A key motivation for our lab's research is to understand the mechanistic basis of the relationship between early-life growth and later-life cardio-metabolic health. The lab’s prior work, as well as that of others, hinted at genetic effects shared between birthweight and child and adult growth measures and cardiometabolic outcomes. Genetic factors with overlapping effects on birthweight and cardio-metabolic diseases in later life may partly explain early origins of later-life health, complementing other mechanisms such as in utero programming. Such advances are important for developing molecular interventions to address pressing public health problems, including childhood obesity. Childhood body mass index (BMI) differences result from genetic and environmental influences. Heritability of childhood BMI has been estimated to be 40–70%. Therefore, identifying genetic factors that regulate BMI in early childhood, including genes with age-specific effects, can offer a window of opportunity for early diagnosis and for development of therapeutics for obesity and related diseases. However, genetic factors that influence early childhood BMI, in particular during infancy and prior to adiposity rebound, are not well understood. Longitudinal cohorts with repeatedly measured anthropometry measures are crucial to understanding shared as well as age-specific genetic mechanisms involved in growth and metabolic phenotypes.

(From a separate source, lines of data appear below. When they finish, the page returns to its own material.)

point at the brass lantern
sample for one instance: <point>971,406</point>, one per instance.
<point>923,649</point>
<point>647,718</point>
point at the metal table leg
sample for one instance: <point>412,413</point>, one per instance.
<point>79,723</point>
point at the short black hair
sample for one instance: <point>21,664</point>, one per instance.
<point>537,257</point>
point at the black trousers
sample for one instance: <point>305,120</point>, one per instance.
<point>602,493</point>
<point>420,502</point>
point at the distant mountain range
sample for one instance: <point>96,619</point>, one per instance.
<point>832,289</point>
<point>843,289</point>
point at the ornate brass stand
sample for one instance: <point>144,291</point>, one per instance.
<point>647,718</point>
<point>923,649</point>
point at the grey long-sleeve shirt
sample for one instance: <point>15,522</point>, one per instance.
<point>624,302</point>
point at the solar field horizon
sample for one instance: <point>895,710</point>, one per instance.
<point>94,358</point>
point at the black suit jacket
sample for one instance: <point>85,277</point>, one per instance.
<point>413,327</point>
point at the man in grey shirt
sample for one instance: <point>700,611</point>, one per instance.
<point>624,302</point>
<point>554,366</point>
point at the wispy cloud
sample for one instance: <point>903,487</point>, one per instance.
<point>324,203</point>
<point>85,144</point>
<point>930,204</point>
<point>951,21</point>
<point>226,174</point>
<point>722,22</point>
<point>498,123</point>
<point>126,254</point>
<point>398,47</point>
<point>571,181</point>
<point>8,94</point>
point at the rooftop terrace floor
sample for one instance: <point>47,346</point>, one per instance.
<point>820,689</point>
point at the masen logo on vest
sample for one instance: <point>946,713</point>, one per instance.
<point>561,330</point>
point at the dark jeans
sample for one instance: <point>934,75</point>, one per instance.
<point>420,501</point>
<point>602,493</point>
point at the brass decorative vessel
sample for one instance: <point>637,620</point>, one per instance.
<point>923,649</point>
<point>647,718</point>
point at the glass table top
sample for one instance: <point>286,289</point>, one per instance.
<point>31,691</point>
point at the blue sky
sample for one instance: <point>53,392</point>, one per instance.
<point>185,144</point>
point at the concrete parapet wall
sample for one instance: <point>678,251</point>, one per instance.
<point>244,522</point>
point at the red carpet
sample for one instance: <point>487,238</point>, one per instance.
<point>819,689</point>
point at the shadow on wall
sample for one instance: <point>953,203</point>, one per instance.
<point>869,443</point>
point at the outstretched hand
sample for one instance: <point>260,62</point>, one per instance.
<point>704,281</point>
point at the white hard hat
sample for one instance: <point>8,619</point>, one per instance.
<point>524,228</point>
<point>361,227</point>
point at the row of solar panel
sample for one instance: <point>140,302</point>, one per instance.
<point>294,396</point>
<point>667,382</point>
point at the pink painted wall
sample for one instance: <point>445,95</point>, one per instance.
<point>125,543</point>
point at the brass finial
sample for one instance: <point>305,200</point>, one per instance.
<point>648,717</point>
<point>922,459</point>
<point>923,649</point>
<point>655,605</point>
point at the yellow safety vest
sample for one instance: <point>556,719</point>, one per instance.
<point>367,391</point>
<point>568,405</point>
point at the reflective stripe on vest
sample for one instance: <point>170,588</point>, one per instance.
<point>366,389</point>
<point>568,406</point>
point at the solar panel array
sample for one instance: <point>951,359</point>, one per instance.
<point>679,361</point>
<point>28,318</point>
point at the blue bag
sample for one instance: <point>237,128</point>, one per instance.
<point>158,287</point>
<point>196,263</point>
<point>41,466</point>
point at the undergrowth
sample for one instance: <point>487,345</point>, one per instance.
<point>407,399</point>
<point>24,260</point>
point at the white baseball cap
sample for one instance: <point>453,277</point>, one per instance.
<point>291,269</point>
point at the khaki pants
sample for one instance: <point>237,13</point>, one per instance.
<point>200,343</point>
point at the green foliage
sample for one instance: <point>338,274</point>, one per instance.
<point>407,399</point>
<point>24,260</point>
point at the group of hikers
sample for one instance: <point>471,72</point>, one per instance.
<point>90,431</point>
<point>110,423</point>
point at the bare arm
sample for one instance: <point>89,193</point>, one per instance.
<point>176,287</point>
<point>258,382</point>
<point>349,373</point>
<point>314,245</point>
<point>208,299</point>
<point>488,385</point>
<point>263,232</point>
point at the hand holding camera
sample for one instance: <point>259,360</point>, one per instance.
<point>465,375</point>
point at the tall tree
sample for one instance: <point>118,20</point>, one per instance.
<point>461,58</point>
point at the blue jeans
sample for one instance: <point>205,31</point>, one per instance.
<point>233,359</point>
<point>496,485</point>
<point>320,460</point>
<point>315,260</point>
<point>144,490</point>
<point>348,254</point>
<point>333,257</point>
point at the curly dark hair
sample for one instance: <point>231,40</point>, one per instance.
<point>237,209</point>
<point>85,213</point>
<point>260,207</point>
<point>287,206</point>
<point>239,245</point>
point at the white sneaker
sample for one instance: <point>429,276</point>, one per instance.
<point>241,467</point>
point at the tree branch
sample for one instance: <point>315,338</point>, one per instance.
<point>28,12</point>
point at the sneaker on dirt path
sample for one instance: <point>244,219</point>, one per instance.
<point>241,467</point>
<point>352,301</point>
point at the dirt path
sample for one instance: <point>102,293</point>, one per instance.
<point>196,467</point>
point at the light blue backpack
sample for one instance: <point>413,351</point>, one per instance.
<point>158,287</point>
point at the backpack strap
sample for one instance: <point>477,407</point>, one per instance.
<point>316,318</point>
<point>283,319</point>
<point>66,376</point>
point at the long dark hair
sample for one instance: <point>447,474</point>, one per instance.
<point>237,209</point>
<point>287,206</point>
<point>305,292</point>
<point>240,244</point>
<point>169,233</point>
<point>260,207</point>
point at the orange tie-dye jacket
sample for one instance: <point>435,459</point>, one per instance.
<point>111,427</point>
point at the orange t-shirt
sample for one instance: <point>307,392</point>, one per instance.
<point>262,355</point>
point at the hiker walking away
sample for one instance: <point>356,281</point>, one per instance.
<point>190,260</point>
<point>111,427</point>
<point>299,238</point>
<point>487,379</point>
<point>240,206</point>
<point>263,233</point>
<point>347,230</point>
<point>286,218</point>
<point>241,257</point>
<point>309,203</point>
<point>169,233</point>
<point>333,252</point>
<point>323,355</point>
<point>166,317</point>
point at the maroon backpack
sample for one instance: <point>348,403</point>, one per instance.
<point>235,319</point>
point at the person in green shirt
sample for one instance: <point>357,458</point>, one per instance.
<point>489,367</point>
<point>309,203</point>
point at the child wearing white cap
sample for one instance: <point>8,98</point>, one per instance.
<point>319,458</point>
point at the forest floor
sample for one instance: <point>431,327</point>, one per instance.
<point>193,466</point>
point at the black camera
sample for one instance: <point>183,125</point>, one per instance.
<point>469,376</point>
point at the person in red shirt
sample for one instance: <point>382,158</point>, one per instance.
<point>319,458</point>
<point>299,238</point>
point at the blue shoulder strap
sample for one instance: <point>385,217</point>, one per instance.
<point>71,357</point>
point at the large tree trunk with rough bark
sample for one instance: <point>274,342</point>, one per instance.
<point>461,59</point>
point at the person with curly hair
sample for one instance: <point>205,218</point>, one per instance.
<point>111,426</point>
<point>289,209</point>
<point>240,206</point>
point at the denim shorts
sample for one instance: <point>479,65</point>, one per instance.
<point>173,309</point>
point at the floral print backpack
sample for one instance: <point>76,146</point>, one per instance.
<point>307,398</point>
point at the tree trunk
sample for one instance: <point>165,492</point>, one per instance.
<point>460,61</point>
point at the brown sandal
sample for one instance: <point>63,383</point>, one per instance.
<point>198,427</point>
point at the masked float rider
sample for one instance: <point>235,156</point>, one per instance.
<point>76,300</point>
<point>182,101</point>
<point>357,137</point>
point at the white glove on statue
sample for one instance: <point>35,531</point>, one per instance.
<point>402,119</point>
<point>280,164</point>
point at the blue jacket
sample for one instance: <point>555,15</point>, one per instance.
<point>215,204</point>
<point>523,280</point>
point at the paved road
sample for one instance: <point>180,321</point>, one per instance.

To address these research gaps, cohorts with well characterized longitudinal phenotypes and multi-ancestry genomic data are needed. We initiated a new genetic study embedded in the collaborative perinatal project (CPP). The CPP is a prospective pregnancy cohort that enrolled more than 48,000 pregnant women (46% White, 46% African American, 7% Puerto Rican, 1% others) at 12 medical centers in the United States in 1959–1965. Women were followed during pregnancy. Children were monitored at seven consecutive times that cover important developmental milestones from birth through early school ages (birth, 4, 8, and 12 months and 3, 4, and 7 years). Through a pilot study, we optimized approaches to achieve high quality and reproducible genotyping of DNA from CPP–stored biospecimens. Building on the success of the pilot, we set out to establish a genomic database for children in the CPP, with the following goals: (1) to establish a genomic database for children in the CPP cohort (n=10,800; 5,400 African American and 5,400 European American); (2) to identify genetic influences on early growth anthropometry and obesity-related phenotypes at seven longitudinal time points from birth through school age, using multi-ancestral and admixture mapping approaches; and (3) to identify molecular pathways in the link between fetal and early childhood growth and developmental phenotypes. The study will facilitate insights into early origins of adult diseases and interventions by determining genetic effects that are transient and those that are sustained across ages. The CPP cohort enrolled participants prior to lifestyle changes that led to the obesity epidemic. This lack of major obesogenic environment is advantageous to identify genes whose effect on obesity is largely genetic. The potential interaction between genetic factors discovered via the CPP and recent environmental modifiers will be evaluated in other recent cohorts. This year marks successful completion of DNA extraction and genotyping for more than 9,000 samples. Genetic data quality processing is ongoing.